Erwartungsvoll machte ich mich an den dritten Topf heran. Eine dünne Schicht köstlicher brauner Soße, in der noch einige kleine Fleischfasern schwammen, sah mich vom Topfboden an. Mehrere Fettaugen schwammen obenauf und blinzten wie übermütige Wassertropfen. Ich kostete. Ein Kompliment der Hausfrau, vom Kochen verstand sie etwas! Dann stürzte ich mich kopfüber einschließlich der Vorderpfoten in den Topf und begann zu schlecken. Erst als wirklich kein Pfützchen mehr vorhanden war, hörte ich auf. Dann kam ich aus dem Topf hervor und leckte mir genüsslich die Soßenreste von den Pfoten.
Meine Gedanken drehten sich noch um die eben genossenen Kostproben, als mich ein fürchterliches Scheppern aus meinen Betrachtungen riss. Im Esszimmer musste etwas zu Bruch gegangen sein. Ich hörte die aufgeregten Stimmen der Zweibeiner. Schnell machte ich mich auf den Weg zum Fenster und verließ fluchtartig das Haus. Für zerbrochenes Porzellan wollte ich nicht verantwortlich gemacht werden.
In den nächsten Tagen änderte ich meine Gewohnheiten.
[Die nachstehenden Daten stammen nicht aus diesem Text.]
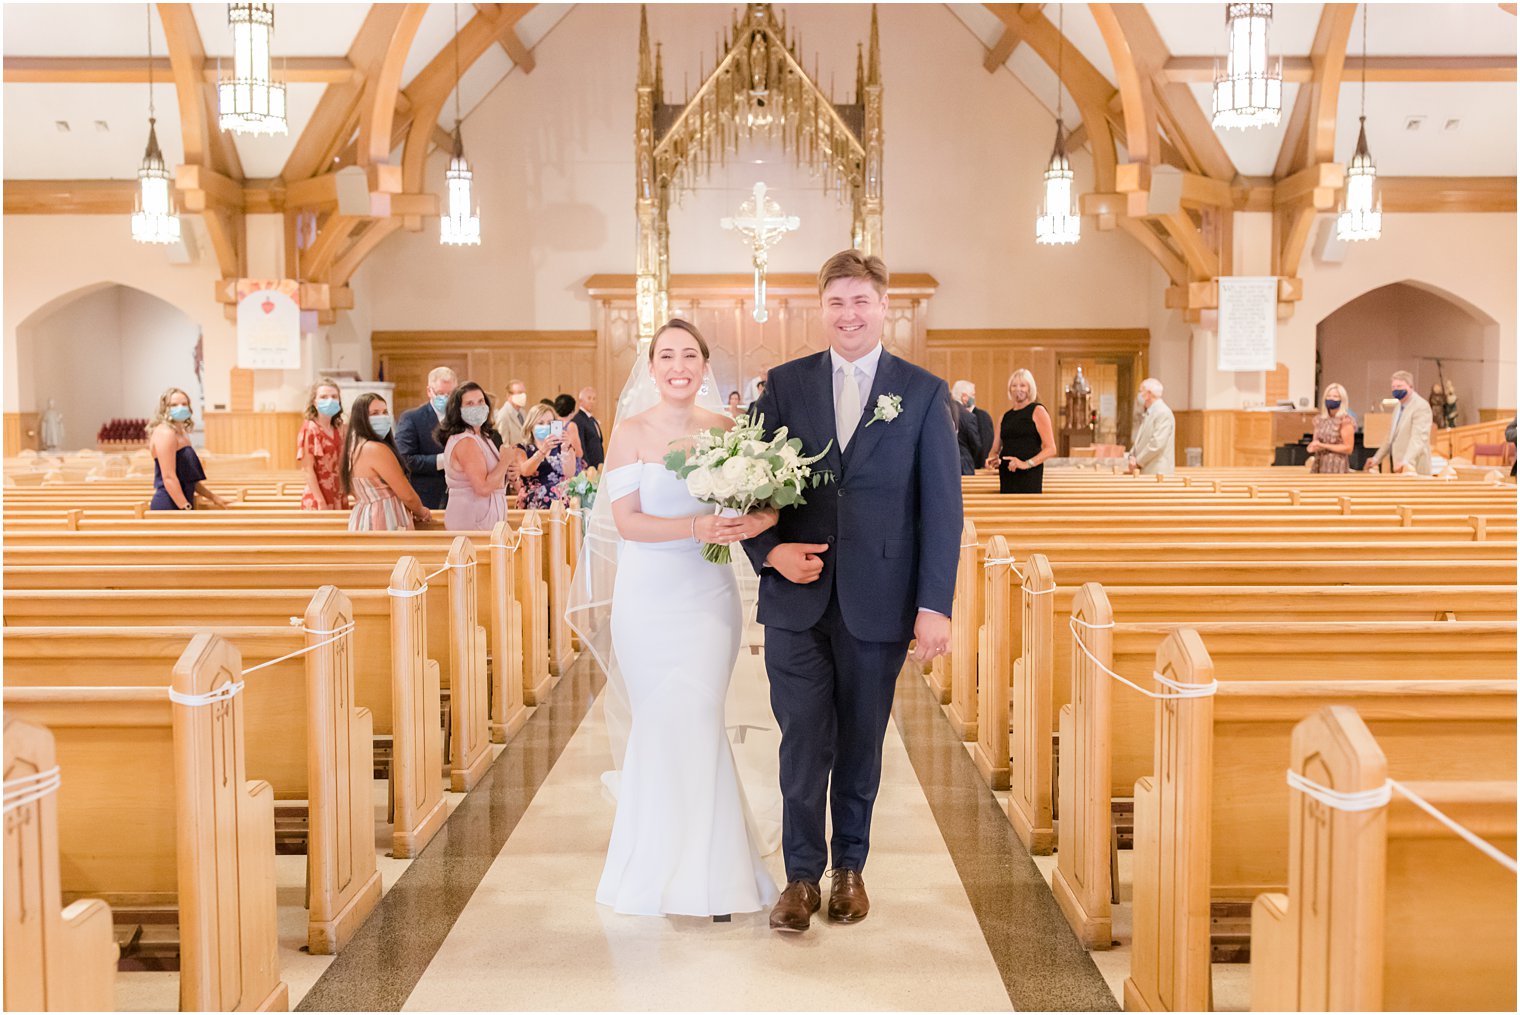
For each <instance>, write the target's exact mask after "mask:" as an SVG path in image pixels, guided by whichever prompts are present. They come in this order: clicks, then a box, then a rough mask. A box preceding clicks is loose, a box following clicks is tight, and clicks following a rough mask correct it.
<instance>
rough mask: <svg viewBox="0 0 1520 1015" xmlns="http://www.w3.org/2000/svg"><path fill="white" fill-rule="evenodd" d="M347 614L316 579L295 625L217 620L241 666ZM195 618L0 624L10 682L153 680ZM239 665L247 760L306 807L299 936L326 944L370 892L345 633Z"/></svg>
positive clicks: (141, 685)
mask: <svg viewBox="0 0 1520 1015" xmlns="http://www.w3.org/2000/svg"><path fill="white" fill-rule="evenodd" d="M351 621H353V608H351V606H350V603H348V597H347V596H344V593H342V591H339V590H336V588H333V587H330V585H328V587H324V588H321V590H318V593H316V596H315V597H312V602H310V605H309V606H307V609H306V614H304V617H302V626H304V629H306V634H302V628H293V626H290V624H284V626H283V628H220V629H216V631H214V634H217V635H220V637H223V638H226V640H228V641H231V643H233V644H236V646H237V649H239V652H240V653H243V656H245V658H246V659H248V664H249V666H257V664H258V662H261V661H264V659H278V658H281V656H284V655H287V653H293V652H299V650H301V649H306V647H310V646H318V644H321V643H324V641H330V640H331V637H333V634H330V632H339V631H342V629H345V628H348V624H350V623H351ZM195 634H198V629H196V628H184V626H181V628H169V626H157V628H8V629H6V632H5V669H6V682H8V684H9V685H11V687H94V685H100V684H102V682H106V684H111V685H129V687H163V685H164V681H166V675H167V673H169V670H170V669H172V667H173V664H175V661H176V659H178V658H179V655H181V653H182V652H184V646H185V644H187V643H188V641H190V638H192V637H195ZM356 634H357V631H356V629H350V634H348V635H345V637H344V640H340V641H334V643H331V644H327V646H324V647H319V649H316V650H315V652H309V653H306V655H304V656H296V658H292V659H286V661H283V662H275V664H274V666H271V667H266V669H261V670H257V672H254V673H248V675H246V678H245V687H243V693H242V702H243V726H245V732H246V735H248V748H246V763H248V770H249V773H251V775H252V776H254V778H260V779H263V781H264V783H269V784H271V787H272V789H274V793H275V799H277V801H281V799H296V801H309V807H307V858H309V863H307V878H309V886H307V909H309V910H310V913H309V921H307V947H309V950H310V951H312V954H334V953H337V951H339V950H342V947H344V945H345V944H347V942H348V939H350V938H353V934H354V931H356V930H357V928H359V924H360V922H363V919H365V916H368V915H369V912H371V910H372V909H374V907H375V904H377V903H378V901H380V874H378V871H377V869H375V852H374V805H372V804H371V789H369V787H371V779H372V775H371V772H372V751H371V740H372V732H371V731H372V723H371V717H369V710H366V708H360V707H357V705H356V696H354V656H356V655H357V653H356V652H354V641H353V638H354V635H356Z"/></svg>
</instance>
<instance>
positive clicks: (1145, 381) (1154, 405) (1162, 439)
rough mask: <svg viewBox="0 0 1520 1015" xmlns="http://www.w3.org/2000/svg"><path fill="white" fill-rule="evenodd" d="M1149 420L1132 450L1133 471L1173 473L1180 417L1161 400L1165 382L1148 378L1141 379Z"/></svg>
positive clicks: (1140, 395)
mask: <svg viewBox="0 0 1520 1015" xmlns="http://www.w3.org/2000/svg"><path fill="white" fill-rule="evenodd" d="M1140 401H1143V403H1145V419H1143V421H1142V422H1140V433H1137V435H1135V444H1134V448H1132V450H1131V451H1129V474H1131V476H1134V474H1135V473H1140V474H1142V476H1170V474H1172V473H1175V471H1176V447H1175V442H1176V419H1173V418H1172V407H1170V406H1167V404H1166V403H1164V401H1163V400H1161V381H1158V380H1157V378H1154V377H1146V378H1145V380H1143V381H1140Z"/></svg>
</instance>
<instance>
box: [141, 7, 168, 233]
mask: <svg viewBox="0 0 1520 1015" xmlns="http://www.w3.org/2000/svg"><path fill="white" fill-rule="evenodd" d="M157 123H158V119H157V117H155V115H154V9H152V6H149V8H147V149H146V150H144V152H143V164H141V166H140V167H138V170H137V199H135V202H134V208H132V239H134V240H137V242H138V243H178V242H179V216H178V214H176V213H175V199H173V190H172V187H173V182H172V181H170V179H169V167H167V166H166V164H164V152H163V149H160V147H158V131H157V128H155V125H157Z"/></svg>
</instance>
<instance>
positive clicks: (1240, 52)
mask: <svg viewBox="0 0 1520 1015" xmlns="http://www.w3.org/2000/svg"><path fill="white" fill-rule="evenodd" d="M1271 27H1272V5H1271V3H1230V5H1225V32H1227V35H1228V46H1230V49H1228V56H1227V58H1225V59H1227V64H1225V70H1224V73H1221V71H1219V64H1214V115H1213V126H1214V129H1219V128H1230V129H1245V128H1252V126H1277V122H1278V120H1281V117H1283V58H1281V56H1278V58H1277V64H1275V65H1274V64H1272V61H1271V56H1269V55H1268V29H1271Z"/></svg>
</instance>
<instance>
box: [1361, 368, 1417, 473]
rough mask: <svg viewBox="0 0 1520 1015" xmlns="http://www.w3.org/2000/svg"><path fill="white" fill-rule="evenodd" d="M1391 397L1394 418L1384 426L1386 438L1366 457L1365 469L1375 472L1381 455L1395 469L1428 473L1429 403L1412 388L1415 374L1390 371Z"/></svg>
mask: <svg viewBox="0 0 1520 1015" xmlns="http://www.w3.org/2000/svg"><path fill="white" fill-rule="evenodd" d="M1392 391H1394V398H1397V400H1398V407H1397V409H1394V422H1392V425H1391V427H1389V430H1388V441H1386V442H1385V444H1383V447H1380V448H1377V454H1374V456H1373V457H1370V459H1368V460H1366V471H1368V473H1376V471H1377V470H1379V468H1380V466H1382V465H1383V459H1392V462H1394V471H1395V473H1415V474H1418V476H1430V473H1432V471H1433V470H1432V466H1430V424H1432V413H1430V403H1429V401H1426V400H1424V398H1421V397H1420V395H1418V394H1417V392H1415V378H1414V374H1411V372H1409V371H1398V372H1397V374H1394V384H1392Z"/></svg>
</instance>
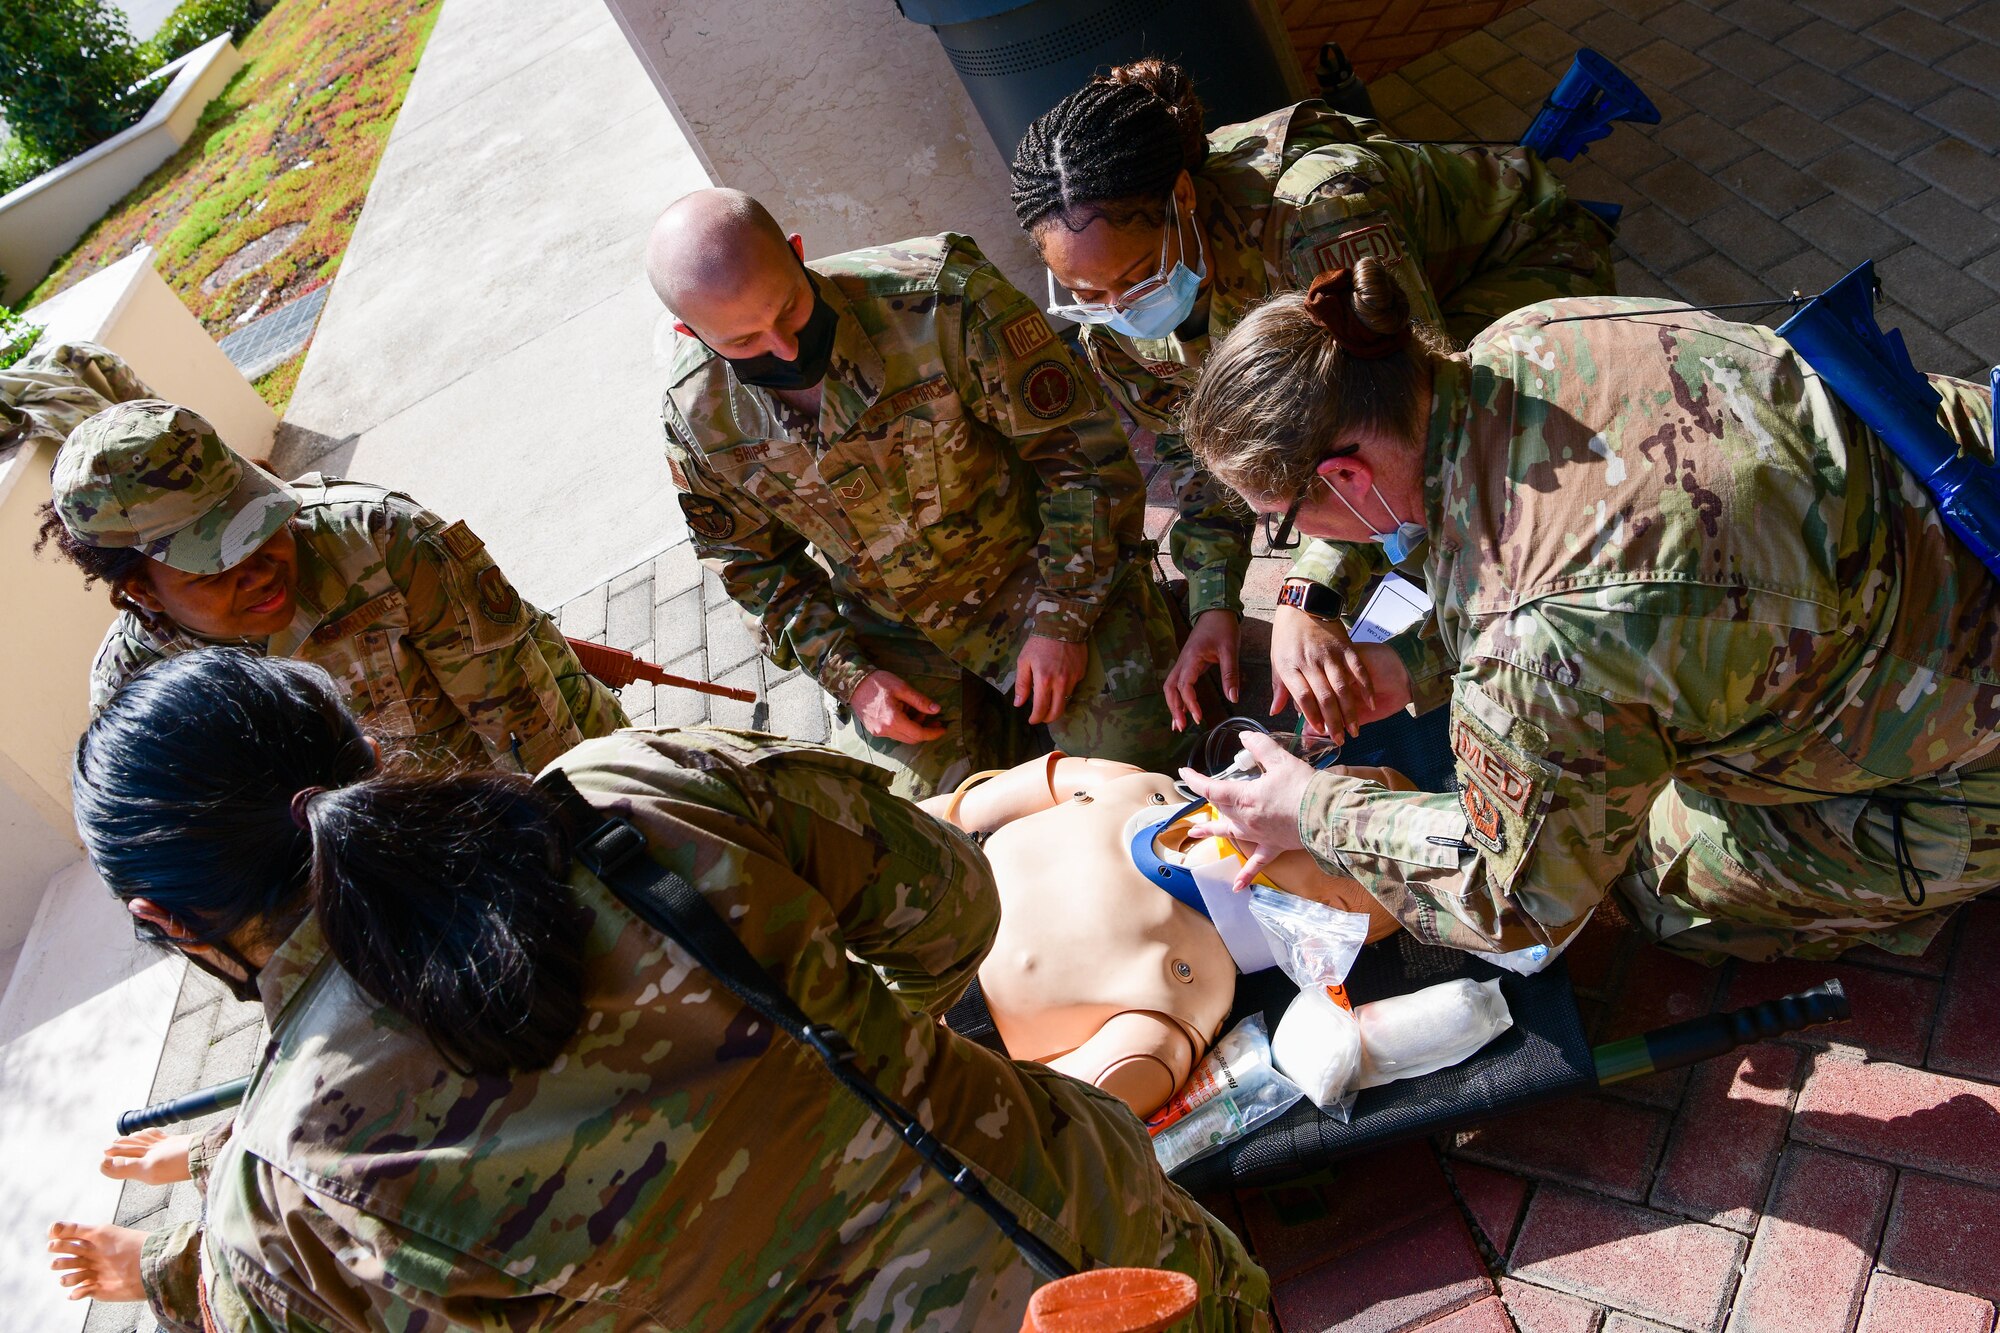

Ich hatte festgestellt, dass die Frau jeden Mittag nach dem Kochen das kleine Küchenfenster offen stehen ließ. Somit konnte ich mich leicht ins Haus einschleichen und unbemerkt die Kochtöpfe säubern. Sicher würde sich diese hervorragende Köchin für meine Dienste dankbar zeigen.
Es ging nur wenige Tage gut. Der Hausherr wollte etwas aus der Küche holen. Ich hatte mich in einen Topf mit vorzüglicher Rømmegrøt vertieft, einer kalorienreichen Köstlichkeit aus saurer Sahne, Milch und Mehl, als er leise in die Küche eintrat. Die Zeit zur Flucht reichte nicht.
»Was suchst du verflixtes Katzenbiest hier«, brüllte mich dieses Exemplar Mann direkt an, »machst du wohl, dass du sofort aus dem Haus kommst. Hier ist kein Platz für dich.«
Sein Geschrei hatte den ganzen Familienclan in die Küche eilen lassen. Jetzt standen sie da. Er, ein kleiner, ziemlich dicker Mann. Sie, eine rundliche Blondine, und vier Kinder, die wie die Orgelpfeifen aufgereiht standen und mich anstarrten.
Dann wurde ich vom Herrn des Hauses im Nacken gepackt und zur Küchentür getragen. Mit einem heftigen Stoß wurde ich nach draußen auf die Terrasse befördert. Deprimiert schlich ich auf Umwegen zur Garage zurück. Dieser Grobian hatte wohl kein Verständnis dafür, dass man seiner Frau, der göttlichen Köchin, in der Küche zur Hand ging.